By Grace Bauer
Beginning in 1998, with my son’s first arrest at the age of 12, I embarked on a journey that I was ill equipped to handle. When I gave birth to my children I had high hopes and dreams for them, this arrest and the succeeding problems that lay ahead for him were never apart of those hopes and dreams. I, as most families that find themselves involved in the juvenile and criminal justice systems, was incredibly naive and made decisions based on what system professionals told me, never considering that it wasn’t their job to help my son. Those decisions set a predictable course, for those with knowledge and understanding, for my son that would leave him emotionally and physically scarred for the rest of his life. I made those decisions without an understanding of what they meant for him or a conception of what it meant to have a “system-involved” child.

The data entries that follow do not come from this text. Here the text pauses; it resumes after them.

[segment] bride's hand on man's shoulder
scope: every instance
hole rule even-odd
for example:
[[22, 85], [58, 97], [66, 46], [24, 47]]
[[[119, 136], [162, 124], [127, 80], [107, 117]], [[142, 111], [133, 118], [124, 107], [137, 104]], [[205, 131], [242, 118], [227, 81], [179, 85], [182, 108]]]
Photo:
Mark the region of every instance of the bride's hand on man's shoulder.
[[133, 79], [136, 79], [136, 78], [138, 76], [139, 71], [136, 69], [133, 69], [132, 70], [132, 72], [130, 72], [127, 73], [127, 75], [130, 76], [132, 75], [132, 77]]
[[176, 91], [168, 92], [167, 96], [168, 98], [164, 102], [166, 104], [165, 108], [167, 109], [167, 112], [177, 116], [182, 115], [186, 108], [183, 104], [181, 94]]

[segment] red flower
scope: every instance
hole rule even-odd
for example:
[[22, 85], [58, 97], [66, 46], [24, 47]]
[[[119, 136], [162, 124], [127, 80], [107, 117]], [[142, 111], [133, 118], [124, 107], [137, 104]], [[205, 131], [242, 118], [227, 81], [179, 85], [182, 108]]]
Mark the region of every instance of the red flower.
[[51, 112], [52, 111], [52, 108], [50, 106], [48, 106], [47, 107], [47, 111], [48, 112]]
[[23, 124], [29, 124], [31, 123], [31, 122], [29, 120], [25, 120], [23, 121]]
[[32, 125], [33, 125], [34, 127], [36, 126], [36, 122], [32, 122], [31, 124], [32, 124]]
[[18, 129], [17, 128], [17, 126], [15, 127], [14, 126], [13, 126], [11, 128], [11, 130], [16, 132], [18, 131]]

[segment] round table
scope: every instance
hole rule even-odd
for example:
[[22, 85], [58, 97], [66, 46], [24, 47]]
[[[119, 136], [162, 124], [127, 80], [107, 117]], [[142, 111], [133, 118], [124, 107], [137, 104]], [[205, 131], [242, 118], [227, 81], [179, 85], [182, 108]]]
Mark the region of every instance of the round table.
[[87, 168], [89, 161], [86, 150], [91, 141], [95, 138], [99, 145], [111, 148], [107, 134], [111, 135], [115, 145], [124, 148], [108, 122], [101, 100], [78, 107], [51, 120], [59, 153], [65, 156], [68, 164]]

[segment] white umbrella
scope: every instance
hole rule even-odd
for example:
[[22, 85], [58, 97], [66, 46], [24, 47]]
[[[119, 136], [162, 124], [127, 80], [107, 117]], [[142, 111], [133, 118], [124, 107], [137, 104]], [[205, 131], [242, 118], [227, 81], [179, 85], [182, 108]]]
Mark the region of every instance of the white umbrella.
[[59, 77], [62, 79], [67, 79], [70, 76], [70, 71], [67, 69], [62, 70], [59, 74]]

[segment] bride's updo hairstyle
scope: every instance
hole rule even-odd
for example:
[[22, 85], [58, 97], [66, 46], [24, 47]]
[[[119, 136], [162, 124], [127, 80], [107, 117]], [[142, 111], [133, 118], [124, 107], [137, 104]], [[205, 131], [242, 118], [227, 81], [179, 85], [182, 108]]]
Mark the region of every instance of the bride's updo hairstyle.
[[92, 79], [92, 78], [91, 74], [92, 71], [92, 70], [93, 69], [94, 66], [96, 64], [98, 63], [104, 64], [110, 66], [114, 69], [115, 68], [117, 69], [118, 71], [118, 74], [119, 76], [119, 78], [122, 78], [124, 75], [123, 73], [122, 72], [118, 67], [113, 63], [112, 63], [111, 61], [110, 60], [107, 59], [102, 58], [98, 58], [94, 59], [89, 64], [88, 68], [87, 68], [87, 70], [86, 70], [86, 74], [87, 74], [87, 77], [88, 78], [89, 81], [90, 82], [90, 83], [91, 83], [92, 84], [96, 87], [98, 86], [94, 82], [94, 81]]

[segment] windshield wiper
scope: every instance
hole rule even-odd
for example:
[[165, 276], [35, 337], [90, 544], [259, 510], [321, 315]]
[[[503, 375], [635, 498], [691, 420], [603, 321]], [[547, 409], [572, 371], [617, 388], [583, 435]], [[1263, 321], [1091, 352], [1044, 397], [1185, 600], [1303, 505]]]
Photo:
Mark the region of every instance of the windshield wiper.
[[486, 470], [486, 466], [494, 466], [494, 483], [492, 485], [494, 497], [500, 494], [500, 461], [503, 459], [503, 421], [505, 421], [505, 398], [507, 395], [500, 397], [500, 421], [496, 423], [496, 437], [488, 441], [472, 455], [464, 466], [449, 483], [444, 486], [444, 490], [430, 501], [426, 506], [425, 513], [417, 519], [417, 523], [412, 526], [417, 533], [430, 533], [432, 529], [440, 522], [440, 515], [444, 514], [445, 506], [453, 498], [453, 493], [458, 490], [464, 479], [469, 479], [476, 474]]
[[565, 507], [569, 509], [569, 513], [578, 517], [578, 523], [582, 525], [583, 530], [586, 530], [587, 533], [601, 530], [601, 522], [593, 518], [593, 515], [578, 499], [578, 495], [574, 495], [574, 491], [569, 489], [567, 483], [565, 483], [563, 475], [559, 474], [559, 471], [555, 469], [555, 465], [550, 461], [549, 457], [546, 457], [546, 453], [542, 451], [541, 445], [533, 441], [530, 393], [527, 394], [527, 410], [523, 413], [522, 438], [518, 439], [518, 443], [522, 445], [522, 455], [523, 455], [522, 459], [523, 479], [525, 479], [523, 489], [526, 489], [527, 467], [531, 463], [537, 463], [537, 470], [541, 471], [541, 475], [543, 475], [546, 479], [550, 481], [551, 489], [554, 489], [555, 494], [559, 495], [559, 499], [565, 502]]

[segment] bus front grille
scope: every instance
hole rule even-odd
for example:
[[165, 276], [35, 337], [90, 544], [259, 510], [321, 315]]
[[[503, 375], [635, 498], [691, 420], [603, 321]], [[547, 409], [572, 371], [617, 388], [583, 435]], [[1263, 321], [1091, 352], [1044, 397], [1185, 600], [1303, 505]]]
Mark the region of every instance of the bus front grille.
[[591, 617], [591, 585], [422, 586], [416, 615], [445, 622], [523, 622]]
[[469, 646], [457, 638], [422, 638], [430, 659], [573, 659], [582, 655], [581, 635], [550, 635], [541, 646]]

For the next three years, I walked this path alone in confusion and isolation I sat quietly:
. . . in meetings where professionals talked about my son and didn’t say anything because they presented themselves as the experts and seldom asked me anything
. . . in court rooms in front of a judge without an attorney or advocate because I was told an attorney would only slow down my son getting the help he needed and I believed this lie to be the truth
. . . outside the court house, on the day my son was adjudicated delinquent and sent to a far-off facility because my legs would not carry me away from my baby and I still believed I had done what was right
. . . by the phone for days awaiting a call from the facility to inform me of where my son would be placed and when I would be able to visit
. . . through 2 1/2 hour drives, and then 5 1/2 hour drives, to visit my son in prison, and sometimes be turned away upon arrival because he was in the infirmary or in isolation
. . . in the car on the long drives back home with tears running down my cheeks and my heart in misery, the images of my son’s battered body swirling through my mind, feeling sickened by my powerlessness and stupidity
. . . I sat through a visit with an attorney, nearly 3 months into what I believed would be a 90 day stay in an excellent program, only to be told by the attorney that my son would not be coming home until his 18th birthday and that, when he left that prison, I should buy him a ticket to Angola State Penitentiary because that is where most of these kids ended up
. . . on the phone with one of the first teachers permitted inside the Tallulah Correctional Center for Youth in Northeast Louisiana while she explained she had assessed my son and found him in isolation where he appeared to be on the brink of a nervous breakdown.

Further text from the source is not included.